What about narrow tailoring in the actual case? The Tenth Circuit found that Colorado's law was not narrowly tailored to advancing its interest in protecting LGBTQ+ customers from dignitary harm but that it was narrowly tailored to promoting "equal access to publicly available goods and services." To my mind, that slices the seitan pretty thin.

Suppose that 303 Creative sets up shop in a storefront in Denver next door to an equally good or better web design shop that welcomes business promoting same-sex weddings. If 303 Creative rejects the business of a same-sex couple, the principal--indeed the only--injury the couple suffer is to their dignity. They need only go down one door to get the same or better services as a straight couple. It's true that when 303 Creative denies them service it does not treat them equally with straight customers, but the reason we care about that is not because they will be denied equal goods or services; it's because the discrimination is a dignitary harm. So while I agree with the Tenth Circuit's bottom line, I'm not persuaded by the distinction between dignity and equality.

That's a minor point, however. The main point is that I think the Tenth Circuit got it right. The law survives strict scrutiny. Or at least it should.

Finally, I'll add a further thought about the classist bias of this whole line of inquiry. If you own an expressive business, you can raise objections based on free speech. But if you are merely employed by an expressive business, you're out of luck. If your boss at the print shop says "print the white supremacist customer's posters with the swastikas" and you refuse, your boss can fire you without offending the First Amendment, because the print shop is not a state actor to which the First Amendment applies.

Now one might say that employees seal their fate when they accept a job with a boss who might not allow them to opt out of expressing views they do not hold.

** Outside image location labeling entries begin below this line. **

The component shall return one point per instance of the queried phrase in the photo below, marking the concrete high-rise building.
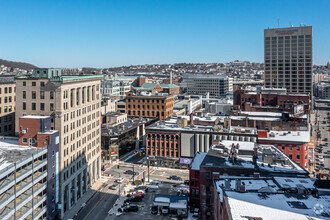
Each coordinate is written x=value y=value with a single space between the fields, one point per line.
x=215 y=85
x=74 y=102
x=288 y=54
x=7 y=105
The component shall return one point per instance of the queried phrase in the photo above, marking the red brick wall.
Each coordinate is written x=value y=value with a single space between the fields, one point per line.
x=163 y=144
x=294 y=152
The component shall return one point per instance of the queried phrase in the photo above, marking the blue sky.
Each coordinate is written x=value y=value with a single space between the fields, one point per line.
x=80 y=33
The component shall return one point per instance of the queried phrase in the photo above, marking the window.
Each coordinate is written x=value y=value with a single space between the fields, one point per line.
x=34 y=94
x=42 y=106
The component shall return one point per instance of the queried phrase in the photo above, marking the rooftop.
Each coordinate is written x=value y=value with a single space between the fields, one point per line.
x=124 y=127
x=11 y=152
x=288 y=136
x=220 y=156
x=265 y=199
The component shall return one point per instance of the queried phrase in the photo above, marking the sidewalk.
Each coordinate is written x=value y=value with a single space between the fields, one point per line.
x=84 y=199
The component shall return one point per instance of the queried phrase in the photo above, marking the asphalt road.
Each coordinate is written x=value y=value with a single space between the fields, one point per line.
x=323 y=164
x=99 y=205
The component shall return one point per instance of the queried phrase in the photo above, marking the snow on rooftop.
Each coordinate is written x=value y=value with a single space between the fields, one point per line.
x=198 y=159
x=11 y=152
x=268 y=114
x=34 y=116
x=289 y=182
x=292 y=136
x=271 y=204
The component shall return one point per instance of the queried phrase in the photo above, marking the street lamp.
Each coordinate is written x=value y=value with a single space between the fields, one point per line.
x=148 y=169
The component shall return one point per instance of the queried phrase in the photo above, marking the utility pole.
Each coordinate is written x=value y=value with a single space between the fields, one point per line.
x=148 y=169
x=133 y=174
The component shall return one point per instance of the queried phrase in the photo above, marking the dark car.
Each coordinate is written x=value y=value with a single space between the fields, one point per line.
x=135 y=198
x=140 y=188
x=131 y=208
x=113 y=187
x=175 y=178
x=130 y=172
x=154 y=210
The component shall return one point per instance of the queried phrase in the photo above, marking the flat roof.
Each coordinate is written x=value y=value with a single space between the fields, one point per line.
x=288 y=136
x=264 y=199
x=11 y=152
x=35 y=116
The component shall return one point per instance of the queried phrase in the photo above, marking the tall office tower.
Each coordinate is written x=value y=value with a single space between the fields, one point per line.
x=74 y=104
x=7 y=105
x=215 y=85
x=288 y=55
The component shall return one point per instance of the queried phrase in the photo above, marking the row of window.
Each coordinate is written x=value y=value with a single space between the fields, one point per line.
x=7 y=90
x=41 y=108
x=6 y=109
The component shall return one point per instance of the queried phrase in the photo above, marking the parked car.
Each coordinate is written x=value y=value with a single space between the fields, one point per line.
x=140 y=193
x=119 y=180
x=140 y=188
x=131 y=172
x=154 y=210
x=135 y=198
x=155 y=182
x=131 y=208
x=113 y=187
x=175 y=178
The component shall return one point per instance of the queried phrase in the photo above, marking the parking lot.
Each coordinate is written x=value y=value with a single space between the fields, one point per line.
x=147 y=202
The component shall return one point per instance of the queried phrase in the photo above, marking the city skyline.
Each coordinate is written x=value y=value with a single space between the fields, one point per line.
x=113 y=33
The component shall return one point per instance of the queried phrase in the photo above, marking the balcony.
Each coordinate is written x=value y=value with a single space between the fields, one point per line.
x=25 y=211
x=7 y=198
x=24 y=199
x=7 y=212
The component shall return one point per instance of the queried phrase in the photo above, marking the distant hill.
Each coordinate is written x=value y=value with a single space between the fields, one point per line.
x=21 y=65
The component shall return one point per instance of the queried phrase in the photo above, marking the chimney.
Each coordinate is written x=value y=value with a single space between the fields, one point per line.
x=238 y=185
x=171 y=77
x=255 y=155
x=227 y=184
x=256 y=175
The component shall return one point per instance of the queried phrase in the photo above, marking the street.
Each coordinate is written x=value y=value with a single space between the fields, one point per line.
x=100 y=204
x=322 y=150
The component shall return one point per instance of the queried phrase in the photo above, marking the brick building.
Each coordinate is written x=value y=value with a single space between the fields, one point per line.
x=145 y=104
x=250 y=160
x=272 y=100
x=293 y=143
x=7 y=105
x=73 y=102
x=157 y=87
x=181 y=137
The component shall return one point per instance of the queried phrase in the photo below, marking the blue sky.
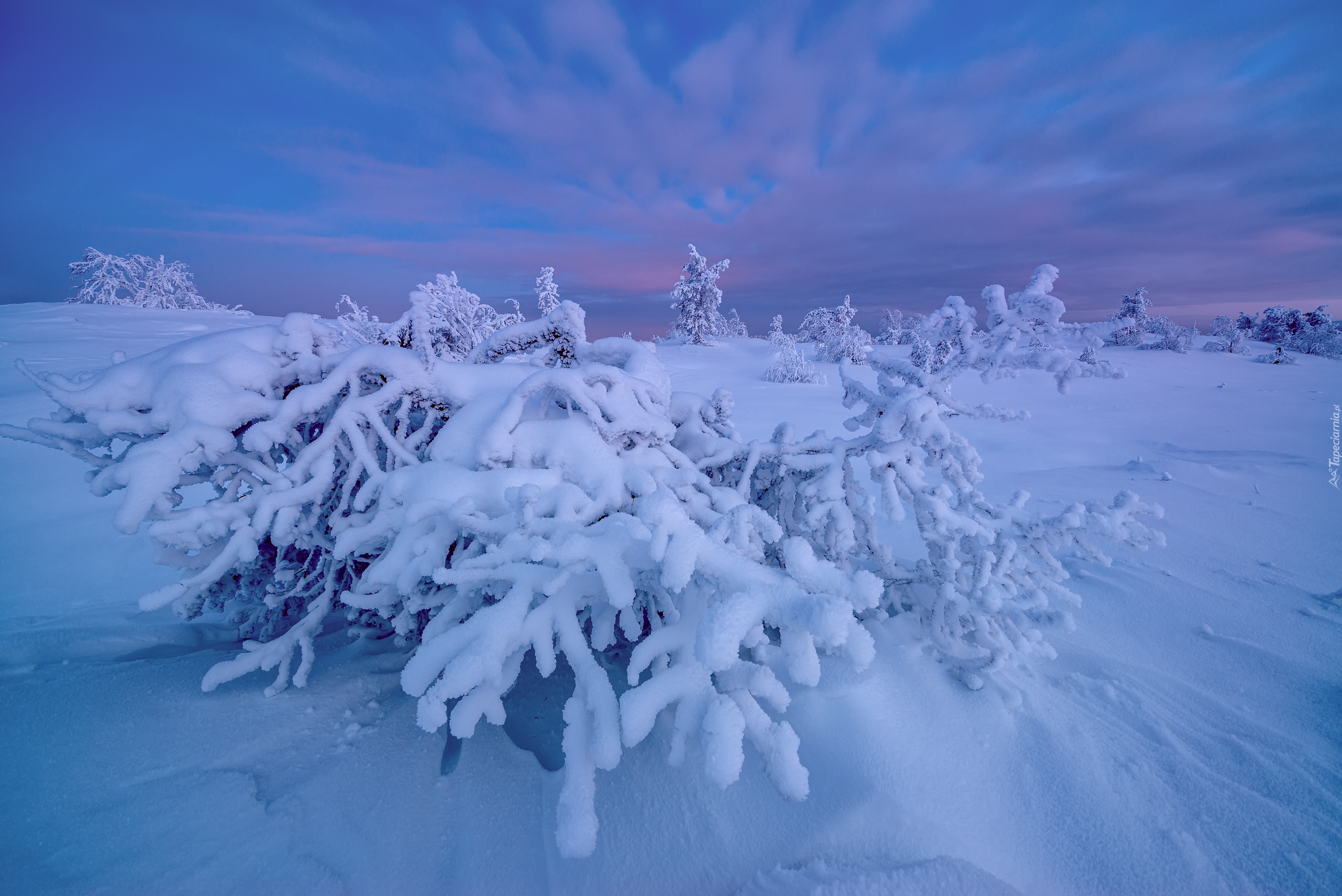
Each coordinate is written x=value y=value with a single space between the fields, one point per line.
x=894 y=152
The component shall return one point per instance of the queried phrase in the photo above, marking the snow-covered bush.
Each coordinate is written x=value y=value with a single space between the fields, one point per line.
x=1278 y=325
x=544 y=495
x=140 y=282
x=1170 y=336
x=1132 y=318
x=697 y=298
x=897 y=329
x=547 y=292
x=1134 y=323
x=734 y=326
x=1281 y=356
x=1318 y=334
x=1230 y=337
x=1309 y=333
x=835 y=334
x=446 y=321
x=822 y=325
x=791 y=365
x=356 y=325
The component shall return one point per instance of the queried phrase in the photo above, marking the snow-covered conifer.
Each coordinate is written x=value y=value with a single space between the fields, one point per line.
x=446 y=321
x=791 y=364
x=734 y=326
x=1132 y=318
x=835 y=333
x=697 y=298
x=356 y=325
x=1318 y=334
x=1170 y=336
x=1230 y=337
x=485 y=514
x=1278 y=325
x=140 y=282
x=897 y=328
x=1281 y=356
x=547 y=292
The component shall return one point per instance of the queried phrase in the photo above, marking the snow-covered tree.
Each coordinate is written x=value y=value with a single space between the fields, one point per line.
x=1228 y=336
x=822 y=325
x=1170 y=336
x=488 y=514
x=446 y=321
x=1278 y=325
x=140 y=282
x=1318 y=334
x=791 y=364
x=1281 y=356
x=547 y=292
x=898 y=329
x=835 y=333
x=1133 y=320
x=697 y=298
x=356 y=325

But note that the arguments advanced for 303 Creative do not put owners to any such choice. If owners were treated the same as workers, then the Court would say that 303 Creative didn't have to go into the web design business in Colorado, but having done so, she sealed her fate and won't be heard to complain about having to comply with anti-discrimination law. I highly doubt the Court will say that.

So "free" speech in this context is really a misnomer. It's speech for business owners, not for workers.